A La Nina system will begin in April and continue through the rest of the year, affecting the central U.S., World Weather Inc., a private forecaster in Kansas City, Kansas, said on Feb. 16, citing a National Oceanic and Atmospheric Administration forecast. NOAA's model shifted last week, showing the conditions may damage crops, World Weather said.

Most Midwest soil temperatures at 8 inches are below freezing according to data from the National Oceanic and Atmospheric Administration Web site. Soil moisture will be as much as 40 millimeters above normal from Missouri to New York at the end of March, the Climate Prediction Center said Feb. 19.

Weather Outlook

Warm, dry weather has helped farmers sow the three largest plant populations in record time during the past three years, data from the USDA show. Early planting in warm, dry soils increases yield potential.
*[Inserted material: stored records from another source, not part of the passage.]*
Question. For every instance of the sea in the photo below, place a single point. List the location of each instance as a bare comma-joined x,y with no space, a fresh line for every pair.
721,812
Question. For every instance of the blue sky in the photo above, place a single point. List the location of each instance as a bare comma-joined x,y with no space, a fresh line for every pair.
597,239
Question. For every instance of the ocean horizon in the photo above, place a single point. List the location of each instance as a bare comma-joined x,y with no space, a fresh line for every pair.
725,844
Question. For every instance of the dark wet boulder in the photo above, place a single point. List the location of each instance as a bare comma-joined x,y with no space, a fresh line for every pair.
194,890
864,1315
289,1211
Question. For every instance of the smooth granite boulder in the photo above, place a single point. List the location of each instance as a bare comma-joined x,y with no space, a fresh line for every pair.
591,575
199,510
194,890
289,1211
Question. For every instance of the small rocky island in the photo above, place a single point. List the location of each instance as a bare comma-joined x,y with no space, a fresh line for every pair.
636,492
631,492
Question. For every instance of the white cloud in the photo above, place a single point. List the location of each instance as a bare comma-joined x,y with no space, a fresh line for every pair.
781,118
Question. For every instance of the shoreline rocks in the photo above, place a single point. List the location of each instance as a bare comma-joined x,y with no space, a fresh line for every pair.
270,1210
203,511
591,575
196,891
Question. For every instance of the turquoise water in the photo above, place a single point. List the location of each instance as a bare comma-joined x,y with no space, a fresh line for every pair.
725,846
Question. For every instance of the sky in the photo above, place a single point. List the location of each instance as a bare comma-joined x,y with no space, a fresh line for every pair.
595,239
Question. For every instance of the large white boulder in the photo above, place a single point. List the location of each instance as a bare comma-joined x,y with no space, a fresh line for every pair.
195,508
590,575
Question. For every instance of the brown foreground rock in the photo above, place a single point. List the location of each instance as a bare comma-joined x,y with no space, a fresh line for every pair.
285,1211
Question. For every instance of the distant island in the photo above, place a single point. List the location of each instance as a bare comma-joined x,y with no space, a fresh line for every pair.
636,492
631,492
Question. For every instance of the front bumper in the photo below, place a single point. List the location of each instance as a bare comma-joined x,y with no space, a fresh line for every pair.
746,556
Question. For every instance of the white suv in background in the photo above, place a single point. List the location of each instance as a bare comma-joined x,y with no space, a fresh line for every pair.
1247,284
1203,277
``Soil temperatures are cold and with wet soils, you will be slower to warm up and dry out for planting,'' said Dale Durchholz, a market analyst for AgriVisor Services Inc. in Bloomington, Illinois. ``The anxiety level about planting the crop is rising.''

Buying also accelerated as commodity funds and hedge funds increased purchases when contracts yesterday rose to new highs, Durchholz said. Open interest in corn futures yesterday rose by 16,742 contracts to a record 1.541 million. Soybean open interest rose by 9,734 contracts to a record 506,528.

UBS AG, the world's biggest money manager, forecast ``rapidly'' rising investments in the coming year tracking its commodity index, which began last month.

New Buying

The UBS Bloomberg Constant Maturity Commodity Index, or CMCI, is made up of 28 commodity futures including corn and soybeans and is based on a strategy that allows investors to choose different maturities for each contract, according to David O'Donoghue, executive director of risk management products at the Zurich-based bank.

``It's all a money game right now where new high prices attract new buying,'' Durchholz said. ``The new highs this week opens the door for a test of the all-time highs'' with any weather problems this year, Durchholz said.

July corn futures rose to a record $5.545 on July 12, 1996. The price of the December contract rose to $4.295 today, a record for delivery in that month. The highest soybean futures traded was $12.90 in the July contract on June 5, 1973. November soybeans, which rose 5.75 cents to $8.3775 bushel today, rose to a record for that month $10.46 on June 23, 1988.

A futures contract is an obligation to buy or sell a commodity at a set price for delivery by a specific date.